DeVane, a graduate of LaGrange in 2022, was an exquisite soccer player for the Grangers, helping the team to a Sweet 16 appearance as a senior. He went onto Georgia Tech and enjoyed life on campus as a student, but missed being a student athlete.

“I had a friend that was on the team and I talked to him a little bit about what it was like to be on the team because I think I really missed being a student athlete and having a team on top of doing school,” Devane said. “He introduced me to the team, and was like, ‘if you’re interested in trying out, we can train you, and then, like, you can try out and see just what happens.’ I went to the clinics, got taught by, like our coaches, and taught by the people on the team… I think just because it’s a new sport for me, what the coaches really wanted to see was that I was coachable and that I had potential.”

Small life decisions often snowball into life changing decisions. That is exactly what happened for DeVane, who originally had his eyes set on Clemson, but decided to go to Georgia Tech in the final couple of months in his senior year of high school. If DeVane ends up at Clemson, he likely never takes the field on game days.

“I didn’t really commit to Georgia Tech until April of my senior year. I was really back and forth between Georgia Tech and Clemson,” DeVane said. “I kind of changed what I wanted to do halfway through high school, and decided I wanted to be a lawyer originally, and then decided I wanted to do biomedical engineering because I really want to make medical devices for children with disabilities.”

Now, being a Yellow Jacket courses through DeVane’s veins and he could not imagine himself anywhere else. 

Even though the football season is nearing its end, the cheer season is just getting started. DeVane and the team will jump straight from football cheer to volleyball and basketball cheer before eventually wrapping the school year with competition cheer. 

“So I actually cheered my first volleyball game on [Oct. 27]. It’s a little different from football,” DeVane said. “For volleyball games, we’re not allowed to throw stunts, so it’s mostly just the cheering.
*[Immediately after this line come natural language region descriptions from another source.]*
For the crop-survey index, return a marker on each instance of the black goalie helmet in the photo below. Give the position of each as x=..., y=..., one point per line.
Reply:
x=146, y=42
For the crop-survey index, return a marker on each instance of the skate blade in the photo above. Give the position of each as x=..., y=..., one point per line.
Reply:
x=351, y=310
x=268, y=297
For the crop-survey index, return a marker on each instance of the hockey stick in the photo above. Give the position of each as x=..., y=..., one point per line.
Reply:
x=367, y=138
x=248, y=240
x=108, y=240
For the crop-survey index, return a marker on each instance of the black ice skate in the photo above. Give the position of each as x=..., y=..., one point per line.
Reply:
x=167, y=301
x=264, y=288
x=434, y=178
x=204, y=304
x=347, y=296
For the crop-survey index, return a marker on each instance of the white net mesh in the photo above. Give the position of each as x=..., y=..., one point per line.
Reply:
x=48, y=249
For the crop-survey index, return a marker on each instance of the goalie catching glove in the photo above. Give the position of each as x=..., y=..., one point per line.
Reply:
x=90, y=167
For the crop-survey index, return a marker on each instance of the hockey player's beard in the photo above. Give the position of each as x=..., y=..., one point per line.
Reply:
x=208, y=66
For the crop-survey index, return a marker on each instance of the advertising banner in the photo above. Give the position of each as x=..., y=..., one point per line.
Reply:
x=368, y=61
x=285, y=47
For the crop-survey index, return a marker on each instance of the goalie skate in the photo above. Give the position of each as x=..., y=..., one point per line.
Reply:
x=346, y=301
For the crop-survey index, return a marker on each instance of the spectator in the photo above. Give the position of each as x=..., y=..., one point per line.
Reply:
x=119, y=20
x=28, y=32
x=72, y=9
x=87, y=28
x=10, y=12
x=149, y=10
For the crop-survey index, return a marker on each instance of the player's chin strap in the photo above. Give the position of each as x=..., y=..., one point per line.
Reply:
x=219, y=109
And then for basketball games, we just have to throw different stunts.”

“Then in the spring, we’ll shift to comp, which is a competition we’ll do at Daytona Beach with a bunch of different schools and compete just how any normal cheer competition would.”

DeVane has had to learn both stunting and tumbling for cheer. With a background in weight training from his time at LaGrange High and in College, stunting came relatively easy for DeVane, but tumbling took a lot of practice and time to adjust.

“I would say tumbling is harder, just because stunting is very strength based, you have to have good technique too, but tumbling requires even more technique and strength,” DeVane said. “It’s just different, like with flips and handsprings and anything like that. It’s just like something I’ve literally never done before cheerleading.”

DeVane estimates that he spends 20-30 hours per week training, working out and practicing for cheerleading. This commitment and dedication is exactly what he was looking for on campus and he is happy that he has found the place he feels like he belongs.